The disc was also the first full-length studio effort to feature bassist Jason Newsted, with Hetfield recalling, "It wasn't the first time with Jason Newsted, but it was the first real studio record he showed up and kind of was heard on the album. [laughs] That's another whole therapy session right there!"

In an April 2013 interview with Metal Exiles, Newsted stated about his missing bass parts on the "…And Justice For All" record: "There are so many years of water under the bridge with that and I can now see it for what it is.

"There is no real confusion or mystery to me now that I can look back after time and look on the situation.

"When I went in to record 'Justice', I had only recorded one time and that was with FLOTSAM for 'Doomsday'. I was used to recording with the band, you go in together, do it and you're done. With 'Justice', I went into the studio with an assistant engineer and nobody else, no other band members, just go in, plug in and do your best. I plugged into the same shit I did the FLOTSAM record, recorded my parts and loaded my gear and went home. There was nobody there to work parts out with or discuss how this or that was going to sound; it was just 'record your bass' and that's that.

"Being a bass player in FLOTSAM, I did not know about playing to the bass part yet, I just knew about playing bass really fast like guitar, basically everybody playing the same thing like a sonic wall. So it ended up with everything being in the same frequency, my bass and James' guitar battling for the same frequency.

"If I had of known then what I know now, it would have been different, but it became a classic album for what it was; we captured a moment in time and that is all there is about it.

"I used to be pissed about it back then, but that was a long time ago, but the records I have made since then have had some ugly bass parts all over the place on them."

Newsted joined the band in late 1986 after the death of Cliff Burton and made his recording debut with them on 1987's "The $5.98 EP: Garage Days Re-Revisited".

"Justice" eventually sold more than eight million copies. The single "One" was the basis of the group's first official music video.
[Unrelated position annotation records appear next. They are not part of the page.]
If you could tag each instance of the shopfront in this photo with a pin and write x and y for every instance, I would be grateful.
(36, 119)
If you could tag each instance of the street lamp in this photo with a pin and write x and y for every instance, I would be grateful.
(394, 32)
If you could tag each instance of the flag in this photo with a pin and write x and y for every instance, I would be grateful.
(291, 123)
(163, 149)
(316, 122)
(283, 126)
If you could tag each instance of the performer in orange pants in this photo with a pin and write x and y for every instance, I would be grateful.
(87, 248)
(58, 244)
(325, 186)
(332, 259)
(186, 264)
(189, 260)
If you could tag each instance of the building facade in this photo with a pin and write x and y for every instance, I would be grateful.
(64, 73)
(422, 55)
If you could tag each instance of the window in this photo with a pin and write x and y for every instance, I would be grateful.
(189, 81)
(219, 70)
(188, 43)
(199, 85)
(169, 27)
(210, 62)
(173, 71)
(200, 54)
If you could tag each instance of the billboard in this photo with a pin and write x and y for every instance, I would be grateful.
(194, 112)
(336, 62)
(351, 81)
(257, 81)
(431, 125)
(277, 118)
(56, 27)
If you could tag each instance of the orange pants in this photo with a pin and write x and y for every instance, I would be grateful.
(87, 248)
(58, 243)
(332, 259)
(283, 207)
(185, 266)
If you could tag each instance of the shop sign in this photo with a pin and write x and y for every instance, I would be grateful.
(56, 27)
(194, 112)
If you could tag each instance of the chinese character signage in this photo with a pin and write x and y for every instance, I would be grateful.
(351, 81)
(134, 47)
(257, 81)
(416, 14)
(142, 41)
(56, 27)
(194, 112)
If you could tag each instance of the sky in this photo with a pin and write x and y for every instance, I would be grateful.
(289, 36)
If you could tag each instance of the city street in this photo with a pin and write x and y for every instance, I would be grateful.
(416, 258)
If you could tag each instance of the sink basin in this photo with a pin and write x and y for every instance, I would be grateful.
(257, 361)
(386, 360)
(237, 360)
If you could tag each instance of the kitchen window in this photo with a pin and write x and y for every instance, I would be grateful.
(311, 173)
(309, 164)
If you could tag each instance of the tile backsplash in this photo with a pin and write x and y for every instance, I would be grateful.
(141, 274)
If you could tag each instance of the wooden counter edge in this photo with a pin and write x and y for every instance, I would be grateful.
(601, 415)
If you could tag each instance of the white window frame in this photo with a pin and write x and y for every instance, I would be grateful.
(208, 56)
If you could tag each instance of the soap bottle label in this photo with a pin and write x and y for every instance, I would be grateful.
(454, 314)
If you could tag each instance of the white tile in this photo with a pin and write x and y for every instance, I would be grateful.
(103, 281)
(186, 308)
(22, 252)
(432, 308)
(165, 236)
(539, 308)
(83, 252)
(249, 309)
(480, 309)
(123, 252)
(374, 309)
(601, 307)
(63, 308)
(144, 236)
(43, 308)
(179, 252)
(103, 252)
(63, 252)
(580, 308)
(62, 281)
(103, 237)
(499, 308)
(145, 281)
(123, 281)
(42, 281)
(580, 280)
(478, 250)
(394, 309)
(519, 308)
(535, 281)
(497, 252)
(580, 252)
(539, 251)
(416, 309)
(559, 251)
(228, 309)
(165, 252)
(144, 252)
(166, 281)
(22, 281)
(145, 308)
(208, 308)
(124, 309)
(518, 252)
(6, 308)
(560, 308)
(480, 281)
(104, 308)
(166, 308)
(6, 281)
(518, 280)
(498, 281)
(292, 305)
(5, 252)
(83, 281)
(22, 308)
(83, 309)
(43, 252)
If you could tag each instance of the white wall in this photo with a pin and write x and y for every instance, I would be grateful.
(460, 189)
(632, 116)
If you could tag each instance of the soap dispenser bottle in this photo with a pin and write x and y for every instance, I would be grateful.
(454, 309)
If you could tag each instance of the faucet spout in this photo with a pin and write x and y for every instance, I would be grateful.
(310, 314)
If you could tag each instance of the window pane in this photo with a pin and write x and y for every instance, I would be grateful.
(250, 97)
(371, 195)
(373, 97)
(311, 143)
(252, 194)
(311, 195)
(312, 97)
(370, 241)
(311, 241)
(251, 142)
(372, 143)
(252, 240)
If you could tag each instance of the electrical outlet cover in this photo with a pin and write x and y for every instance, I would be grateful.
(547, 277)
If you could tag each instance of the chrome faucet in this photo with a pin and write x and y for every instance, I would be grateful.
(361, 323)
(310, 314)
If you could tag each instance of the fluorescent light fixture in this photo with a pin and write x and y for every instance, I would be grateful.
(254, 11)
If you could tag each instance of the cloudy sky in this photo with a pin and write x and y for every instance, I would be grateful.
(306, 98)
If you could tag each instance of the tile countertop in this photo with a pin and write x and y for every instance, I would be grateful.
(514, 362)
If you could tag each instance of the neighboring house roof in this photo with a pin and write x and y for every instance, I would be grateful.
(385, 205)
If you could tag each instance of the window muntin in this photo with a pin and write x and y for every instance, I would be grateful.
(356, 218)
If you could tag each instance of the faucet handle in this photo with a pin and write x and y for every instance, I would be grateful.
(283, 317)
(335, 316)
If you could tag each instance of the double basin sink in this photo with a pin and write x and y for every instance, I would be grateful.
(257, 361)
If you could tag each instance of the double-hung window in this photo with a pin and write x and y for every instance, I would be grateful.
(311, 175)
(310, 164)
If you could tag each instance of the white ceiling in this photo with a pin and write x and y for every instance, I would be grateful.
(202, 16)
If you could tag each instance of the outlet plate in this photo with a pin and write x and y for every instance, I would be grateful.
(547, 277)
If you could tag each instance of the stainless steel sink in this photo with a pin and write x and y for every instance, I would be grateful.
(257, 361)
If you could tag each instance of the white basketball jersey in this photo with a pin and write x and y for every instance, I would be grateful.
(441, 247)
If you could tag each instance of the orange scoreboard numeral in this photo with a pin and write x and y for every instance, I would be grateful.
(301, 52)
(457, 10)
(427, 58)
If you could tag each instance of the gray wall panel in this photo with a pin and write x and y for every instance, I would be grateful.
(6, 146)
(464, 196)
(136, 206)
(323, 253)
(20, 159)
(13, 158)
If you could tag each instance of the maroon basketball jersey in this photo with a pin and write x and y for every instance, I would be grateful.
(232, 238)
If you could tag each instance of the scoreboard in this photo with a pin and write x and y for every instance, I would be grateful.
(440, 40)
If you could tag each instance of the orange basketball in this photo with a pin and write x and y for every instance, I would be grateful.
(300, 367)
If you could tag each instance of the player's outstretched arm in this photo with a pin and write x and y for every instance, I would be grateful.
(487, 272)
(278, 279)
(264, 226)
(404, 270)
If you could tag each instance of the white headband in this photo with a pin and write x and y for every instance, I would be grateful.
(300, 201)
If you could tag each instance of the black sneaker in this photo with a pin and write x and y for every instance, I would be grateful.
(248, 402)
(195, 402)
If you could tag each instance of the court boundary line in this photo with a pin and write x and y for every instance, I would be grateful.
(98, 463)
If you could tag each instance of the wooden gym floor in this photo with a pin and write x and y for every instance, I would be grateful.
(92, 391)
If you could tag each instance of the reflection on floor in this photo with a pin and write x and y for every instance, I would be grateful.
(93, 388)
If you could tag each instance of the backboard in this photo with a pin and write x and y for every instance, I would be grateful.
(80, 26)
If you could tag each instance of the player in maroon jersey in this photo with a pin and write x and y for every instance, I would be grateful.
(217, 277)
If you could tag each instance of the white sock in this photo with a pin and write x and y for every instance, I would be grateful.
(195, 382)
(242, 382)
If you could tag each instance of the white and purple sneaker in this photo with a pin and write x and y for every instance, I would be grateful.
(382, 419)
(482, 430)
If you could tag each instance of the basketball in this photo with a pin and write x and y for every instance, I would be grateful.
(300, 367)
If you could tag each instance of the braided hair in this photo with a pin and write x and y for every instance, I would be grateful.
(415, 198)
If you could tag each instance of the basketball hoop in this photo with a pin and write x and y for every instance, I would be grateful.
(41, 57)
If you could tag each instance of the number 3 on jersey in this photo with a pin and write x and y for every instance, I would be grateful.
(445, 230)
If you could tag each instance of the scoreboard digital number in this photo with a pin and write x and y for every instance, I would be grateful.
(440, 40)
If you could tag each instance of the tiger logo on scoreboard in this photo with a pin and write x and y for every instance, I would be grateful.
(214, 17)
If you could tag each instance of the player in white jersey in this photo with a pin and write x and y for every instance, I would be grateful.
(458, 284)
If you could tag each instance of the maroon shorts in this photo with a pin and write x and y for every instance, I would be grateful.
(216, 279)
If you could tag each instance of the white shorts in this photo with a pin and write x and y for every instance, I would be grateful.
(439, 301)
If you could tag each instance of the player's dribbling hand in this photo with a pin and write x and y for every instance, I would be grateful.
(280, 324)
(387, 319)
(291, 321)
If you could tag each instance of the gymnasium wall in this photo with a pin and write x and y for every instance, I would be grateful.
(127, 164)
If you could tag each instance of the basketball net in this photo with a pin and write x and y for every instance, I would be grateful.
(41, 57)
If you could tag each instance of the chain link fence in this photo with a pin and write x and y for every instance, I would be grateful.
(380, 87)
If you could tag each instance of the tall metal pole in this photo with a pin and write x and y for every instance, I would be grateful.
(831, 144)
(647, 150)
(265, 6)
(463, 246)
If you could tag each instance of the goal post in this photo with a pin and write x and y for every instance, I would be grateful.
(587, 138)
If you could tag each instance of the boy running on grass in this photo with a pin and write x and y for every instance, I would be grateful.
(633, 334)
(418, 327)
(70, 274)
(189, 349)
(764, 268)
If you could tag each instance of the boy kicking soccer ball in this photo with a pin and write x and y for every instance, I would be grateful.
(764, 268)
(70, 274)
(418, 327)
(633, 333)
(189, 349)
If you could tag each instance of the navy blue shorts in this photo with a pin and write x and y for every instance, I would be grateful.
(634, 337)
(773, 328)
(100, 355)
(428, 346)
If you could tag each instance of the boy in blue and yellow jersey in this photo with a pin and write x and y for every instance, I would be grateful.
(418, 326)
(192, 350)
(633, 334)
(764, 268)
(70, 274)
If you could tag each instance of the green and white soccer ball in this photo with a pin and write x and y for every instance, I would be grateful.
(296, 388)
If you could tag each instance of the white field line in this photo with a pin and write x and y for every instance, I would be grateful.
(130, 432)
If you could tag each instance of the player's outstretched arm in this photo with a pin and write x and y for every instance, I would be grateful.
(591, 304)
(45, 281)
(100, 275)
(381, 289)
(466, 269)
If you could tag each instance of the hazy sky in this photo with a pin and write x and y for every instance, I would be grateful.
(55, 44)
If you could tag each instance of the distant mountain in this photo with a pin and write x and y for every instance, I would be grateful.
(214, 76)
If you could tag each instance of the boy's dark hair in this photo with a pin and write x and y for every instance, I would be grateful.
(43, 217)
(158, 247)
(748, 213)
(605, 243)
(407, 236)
Just like the band's 2003 album, "St. Anger", and to a lesser extent 2008's "Death Magnetic", "Justice" was criticized upon its release for its production. Drummer Lars Ulrich told The Pulse Of Radio that fans back then were equally vocal. "I mean it was unbelievable, you know, '...And Justice For All'," he said. "People were saying, 'That's the worst-sounding record, where's the bass, and it sounds like it was recorded in a garage, and...' But, you know, listen, you do the best you can in the moment and then you move on."

Several tracks from "Justice", including the title song, "Blackened", "Harvester Of Sorrow" and, of course, "One" still find their way into METALLICA's set lists to this day.

A new version of the famous Lady Justice statue from the cover, which first appeared in the band's live show on the original "Justice" tour, recently surfaced as part of the stage production in the movie "Metallica Through The Never".